This episode explores the rise of open-weight AI models as competitive alternatives to closed-source systems, offering advantages in customization and data privacy. Benny Chen, co-founder of Fireworks AI, discusses his company's platform for serving and customizing these models at scale, highlighting their advanced inference infrastructure, multi-hardware support, and the transformative impact of reinforcement fine-tuning.
Summarized by Podsumo
Open-weight models are AI systems with publicly released train parameters, providing organizations direct control, customization, and data privacy, and are becoming increasingly competitive for production workloads.

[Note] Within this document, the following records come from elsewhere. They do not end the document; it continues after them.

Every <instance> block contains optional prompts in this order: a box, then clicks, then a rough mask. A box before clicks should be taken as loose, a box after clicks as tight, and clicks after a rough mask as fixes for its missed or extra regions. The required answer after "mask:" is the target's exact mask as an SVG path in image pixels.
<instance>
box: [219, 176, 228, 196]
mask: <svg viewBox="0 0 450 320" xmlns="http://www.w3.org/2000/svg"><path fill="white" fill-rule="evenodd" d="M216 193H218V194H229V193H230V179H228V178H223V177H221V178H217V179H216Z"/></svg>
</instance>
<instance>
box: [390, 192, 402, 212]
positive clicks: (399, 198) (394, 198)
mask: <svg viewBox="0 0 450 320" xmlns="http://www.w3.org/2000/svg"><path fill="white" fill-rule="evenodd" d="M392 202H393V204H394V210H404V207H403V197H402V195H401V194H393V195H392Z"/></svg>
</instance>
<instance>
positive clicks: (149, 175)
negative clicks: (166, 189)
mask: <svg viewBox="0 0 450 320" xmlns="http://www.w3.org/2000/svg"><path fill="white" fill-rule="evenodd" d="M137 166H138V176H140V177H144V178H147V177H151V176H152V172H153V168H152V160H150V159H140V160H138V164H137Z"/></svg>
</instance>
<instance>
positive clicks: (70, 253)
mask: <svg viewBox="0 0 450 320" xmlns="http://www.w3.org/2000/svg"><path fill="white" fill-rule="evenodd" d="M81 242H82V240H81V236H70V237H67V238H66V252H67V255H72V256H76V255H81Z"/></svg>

Fireworks AI offers a platform for serving and customizing open-weight models at scale, featuring optimized inference infrastructure, multi-hardware support (Nvidia and AMD), custom kernels (Fire Attention), speculative decoding, and the 3D Fire Optimizer.
The company processes an impressive *13 trillion tokens a day*, demonstrating the significant adoption and scaling of open-source models.
Reinforcement Fine-Tuning (RFT) is presented as a crucial 'new lever' for model improvement, enabling efficient customization and making the evaluation process a valuable, enduring asset, supported by Fireworks AI's open-source `Eval Protocol`.
Benny Chen emphasizes the importance of building robust evaluation assets to 'define good' for AI ROI, allowing customers to confidently select and train models, rather than solely focusing on cost.
"Open source models are very strong, definitely it was a leap of faith from us to focus on open source models. At the same time, I'm like, you're pleasantly surprised on how strong the open source model has been getting to a point where it is like price competitive against close source models."
"At the end of the day, if you know how to evaluate your model, you have all the power. You get to decide which supplier to use in what setting and when and that power is very, very important to a lot of our customers."
"Reinforcement learning is a new lever that the industry found while the pre-training sort of like a free-writing slowdown."